HSPG are found abundantly on the extracellular matrix18 and could serve as binding sites for peptide PMO conjugates before cellular internalization. To evaluate the possible role of cell surface HSPGs on the uptake of fluorescein-labeled B-MSP-PMO and MSP-B-PMO, C2C12 cells were preincubated with heparin to compete with HSPGs binding on the cell surface. Significant inhibition was observed in both peptide-PMO conjugate uptake (Figure 4; 51% for B-MSP-PMO), albeit to a lesser extent with MSP-B-PMO (22%), suggesting that HSPGs at least partially mediate the uptake of both B-MSP-PMO and MSP-B-PMO. As inhibition of HSPGs appears to affect B-MSP-PMO to a greater degree than MSP-B-PMO, the difference in the way that these chimeric peptide conjugates interact with HSPGs may partially account for the observed differences in cellular uptake efficiency.

Discussion

AO-mediated exon-skipping therapeutics for DMD has garnered significant interest in the past decade, not solely for the potential benefits to patients with a devastating muscle-wasting disease,1,2,3,4,5,6,7,10 but also as a model system for the development of other AO-based therapeutics. Unlike small molecule drugs, nucleic acid therapeutic compounds and their analogues are typically noncell-permeable,2,19 and therefore overcoming the barrier of cell delivery is critical for developing these compounds as therapeutic agents. In addition, due to the high costs of production and potential for undesirable side effects, specific cell targeting is crucial to clinical success. Hence, the development of universally applicable modalities for effective systemic delivery of AOs and improved cell uptake will be of great benefit to the gene therapy field. We have previously shown that the B peptide conjugated to an exon-skipping PMO greatly enhances cellular uptake after systemic administration in mdx mice.5 Moreover, the addition of a muscle-targeting motif improves PMO uptake significantly, in an order-dependent manner.14 This raises the questions of whether the improved uptake efficiency due to the relative order of a cell-targeting peptide and cell-penetrating peptide is a general phenomenon or specific to each peptide and what the mechanism of cell uptake is for these chimeric peptides. In this study, we showed differential exon-skipping efficiency in vivo using another muscle-targeting peptide (B-9-PMO) compared with its reverse order analogue 9-B-PMO, but the same effect was not observed with a control nonmuscle targeting peptide (peptide 3). Higher exon skipping was seen with B peptide placed at the free end of the chimeric peptide conjugate with both MSP and peptide 9, but not with nonmuscle targeting peptide 3, implying the importance of this muscle-targeting motif structure for improving exon-skipping efficiency. This improved exon-skipping effect was shown to be likely due to increased cellular uptake both in vivo and in vitro and was also demonstrated to be partially dependent on ATP, temperature and surface HSPG in C2C12 cells. However, the general applicability of this design will merit further investigation.

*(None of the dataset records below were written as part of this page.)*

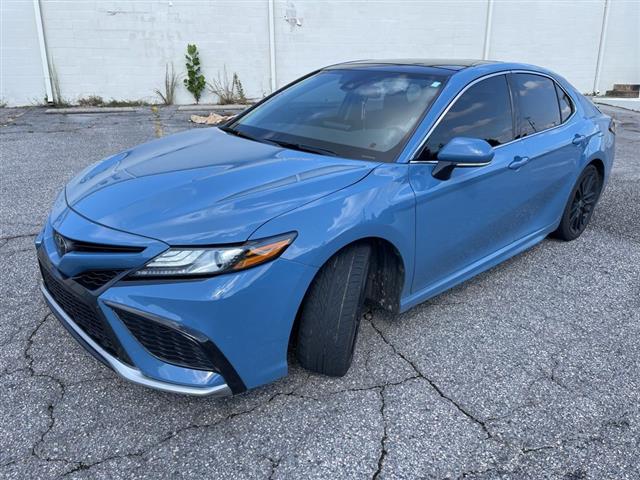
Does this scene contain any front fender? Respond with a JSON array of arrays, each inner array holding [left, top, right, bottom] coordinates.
[[251, 163, 415, 297]]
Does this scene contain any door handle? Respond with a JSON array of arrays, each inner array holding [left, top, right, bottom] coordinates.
[[571, 133, 587, 145], [509, 156, 531, 170]]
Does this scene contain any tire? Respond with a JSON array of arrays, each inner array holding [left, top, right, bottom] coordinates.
[[552, 165, 602, 242], [296, 244, 371, 377]]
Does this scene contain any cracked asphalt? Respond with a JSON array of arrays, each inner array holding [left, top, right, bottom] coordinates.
[[0, 107, 640, 480]]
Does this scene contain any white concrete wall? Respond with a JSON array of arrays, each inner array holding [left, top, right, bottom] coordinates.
[[0, 0, 640, 105], [0, 0, 45, 105]]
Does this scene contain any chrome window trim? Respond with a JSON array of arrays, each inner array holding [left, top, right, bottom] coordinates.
[[409, 70, 577, 167]]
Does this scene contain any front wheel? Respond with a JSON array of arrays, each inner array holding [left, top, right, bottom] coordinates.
[[296, 244, 371, 377], [553, 165, 602, 241]]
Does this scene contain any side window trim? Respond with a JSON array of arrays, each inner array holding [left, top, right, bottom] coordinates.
[[409, 70, 516, 163], [553, 80, 576, 125]]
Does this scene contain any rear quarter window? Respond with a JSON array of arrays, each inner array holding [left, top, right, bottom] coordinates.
[[512, 73, 562, 138]]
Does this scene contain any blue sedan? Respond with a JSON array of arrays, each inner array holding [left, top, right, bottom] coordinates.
[[36, 60, 615, 395]]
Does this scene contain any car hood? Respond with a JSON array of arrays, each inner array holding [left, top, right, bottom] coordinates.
[[66, 128, 377, 245]]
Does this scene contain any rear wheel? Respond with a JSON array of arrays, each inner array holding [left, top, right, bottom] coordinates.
[[296, 244, 371, 376], [553, 165, 602, 241]]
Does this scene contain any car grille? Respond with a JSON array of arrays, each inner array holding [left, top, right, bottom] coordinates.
[[116, 309, 217, 371], [73, 270, 123, 290], [40, 265, 130, 364]]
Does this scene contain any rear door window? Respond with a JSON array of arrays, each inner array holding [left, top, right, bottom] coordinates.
[[512, 73, 562, 138]]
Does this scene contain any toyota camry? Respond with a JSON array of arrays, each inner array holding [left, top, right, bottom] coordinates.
[[36, 60, 615, 395]]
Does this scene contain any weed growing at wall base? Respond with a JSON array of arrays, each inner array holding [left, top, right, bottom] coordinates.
[[183, 43, 206, 103]]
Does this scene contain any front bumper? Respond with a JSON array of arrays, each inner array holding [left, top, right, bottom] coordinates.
[[36, 210, 316, 396], [40, 284, 231, 397]]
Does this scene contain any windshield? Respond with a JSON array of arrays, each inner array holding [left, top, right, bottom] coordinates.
[[228, 69, 446, 162]]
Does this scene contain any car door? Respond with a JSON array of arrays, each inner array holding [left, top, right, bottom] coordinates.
[[508, 72, 592, 233], [409, 74, 530, 294]]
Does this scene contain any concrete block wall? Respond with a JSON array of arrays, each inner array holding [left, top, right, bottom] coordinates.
[[0, 0, 640, 105]]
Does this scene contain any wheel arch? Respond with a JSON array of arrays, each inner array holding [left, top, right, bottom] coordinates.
[[289, 236, 406, 348], [583, 158, 606, 181]]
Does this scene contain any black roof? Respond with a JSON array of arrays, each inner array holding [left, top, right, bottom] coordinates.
[[330, 58, 499, 70]]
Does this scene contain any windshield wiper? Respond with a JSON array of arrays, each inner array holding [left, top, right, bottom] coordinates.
[[271, 140, 338, 157], [218, 125, 258, 142], [218, 125, 338, 157], [218, 125, 281, 147]]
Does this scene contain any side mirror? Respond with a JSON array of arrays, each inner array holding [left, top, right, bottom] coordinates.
[[431, 137, 494, 180]]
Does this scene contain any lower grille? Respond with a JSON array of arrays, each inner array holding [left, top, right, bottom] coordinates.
[[116, 309, 217, 371], [40, 266, 125, 363], [73, 270, 122, 290]]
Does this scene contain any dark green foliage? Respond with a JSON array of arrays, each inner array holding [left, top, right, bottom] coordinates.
[[183, 44, 206, 103]]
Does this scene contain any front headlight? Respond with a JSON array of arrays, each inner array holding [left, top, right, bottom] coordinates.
[[131, 232, 297, 278]]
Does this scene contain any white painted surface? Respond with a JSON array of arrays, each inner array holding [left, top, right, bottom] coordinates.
[[0, 0, 640, 105]]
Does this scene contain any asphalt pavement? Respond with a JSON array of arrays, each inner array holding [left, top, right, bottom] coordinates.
[[0, 103, 640, 480]]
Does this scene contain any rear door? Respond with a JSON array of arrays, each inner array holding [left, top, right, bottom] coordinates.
[[509, 72, 589, 235]]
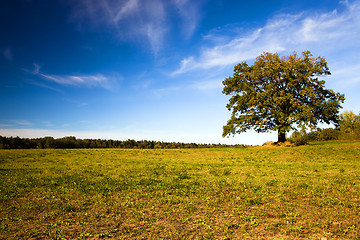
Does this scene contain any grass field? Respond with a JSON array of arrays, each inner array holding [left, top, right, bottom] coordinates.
[[0, 142, 360, 239]]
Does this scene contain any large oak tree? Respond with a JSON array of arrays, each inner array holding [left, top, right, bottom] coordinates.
[[223, 51, 345, 142]]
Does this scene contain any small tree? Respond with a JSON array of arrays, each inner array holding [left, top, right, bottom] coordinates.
[[223, 51, 345, 142]]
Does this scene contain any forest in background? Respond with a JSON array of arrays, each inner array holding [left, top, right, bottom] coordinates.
[[0, 111, 360, 149]]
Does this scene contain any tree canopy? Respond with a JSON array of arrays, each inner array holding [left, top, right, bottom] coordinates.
[[223, 51, 345, 142]]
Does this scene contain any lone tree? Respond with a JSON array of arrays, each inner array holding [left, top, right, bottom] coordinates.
[[223, 51, 345, 142]]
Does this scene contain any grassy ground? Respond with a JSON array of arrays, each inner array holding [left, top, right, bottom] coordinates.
[[0, 142, 360, 239]]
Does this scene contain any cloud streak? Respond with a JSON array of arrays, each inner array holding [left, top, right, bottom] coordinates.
[[24, 63, 122, 91], [69, 0, 199, 55], [173, 2, 360, 75]]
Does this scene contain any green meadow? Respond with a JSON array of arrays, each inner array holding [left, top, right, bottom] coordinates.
[[0, 141, 360, 240]]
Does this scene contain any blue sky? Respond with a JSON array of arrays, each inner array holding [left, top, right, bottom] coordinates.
[[0, 0, 360, 144]]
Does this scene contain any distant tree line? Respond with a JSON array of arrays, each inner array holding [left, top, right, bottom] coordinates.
[[0, 136, 244, 149], [289, 111, 360, 145]]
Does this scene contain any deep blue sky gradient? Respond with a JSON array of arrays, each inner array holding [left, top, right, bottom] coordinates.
[[0, 0, 360, 144]]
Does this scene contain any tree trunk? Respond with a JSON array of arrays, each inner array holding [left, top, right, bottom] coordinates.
[[278, 129, 286, 142]]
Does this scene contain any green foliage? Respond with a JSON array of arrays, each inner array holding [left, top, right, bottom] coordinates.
[[223, 51, 345, 142], [289, 111, 360, 142], [0, 141, 360, 239], [0, 136, 244, 149]]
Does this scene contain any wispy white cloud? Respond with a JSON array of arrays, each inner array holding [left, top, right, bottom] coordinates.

The dependence on energy for cell uptake and the lack of hydrophobic domains within the chimeric peptide-PMO compounds rules out the possibility of direct diffusion of the peptide conjugates across the cell membrane. The requirement for ATP energy suggests that uptake was mediated by either endocytosis or other active transport mechanism. As the B peptide is arginine-rich, its likely uptake mechanism is suggested by studies of other CPPs in this class. Numerous studies with Tat (trans-activator of transcription – discovered in the basic region of HIV-1 Tat protein) and penetratin (derived from helix 3 of the Antennapedia homeodomain protein from Drosophila melanogaster) arginine-rich peptides conjugated to a variety of cargoes have shown these peptides to be dependent on endocytosis.20 Most arginine-rich peptides (R9, Tat and penetratin), particularly Tat, are also dependent on HSPGs for cellular uptake.21,22,23,24 Hence, it is no surprise that our finding shows HSPGs likely play a role in the uptake of chimeric PMO conjugates containing the B peptide. Although direct binding of arginine-rich peptides to HSPGs has been demonstrated19 and HSPGs have been shown to carry cargos into intracellular vesicles,25 multiple endocytic pathways have been implicated in the uptake of arginine-rich peptides.19 This suggests a possible internalization mechanism whereby chimeric peptide PMOs bind transiently to negatively charged HSPGs at the cell surface and are subsequently taken up into cells as the HSPGs are internalized through nonspecific endocytic processes. Therefore, our preliminary mechanistic evidence suggests that uptake of chimeric PMO conjugates is likely via endocytosis though other active transport mechanisms cannot be excluded.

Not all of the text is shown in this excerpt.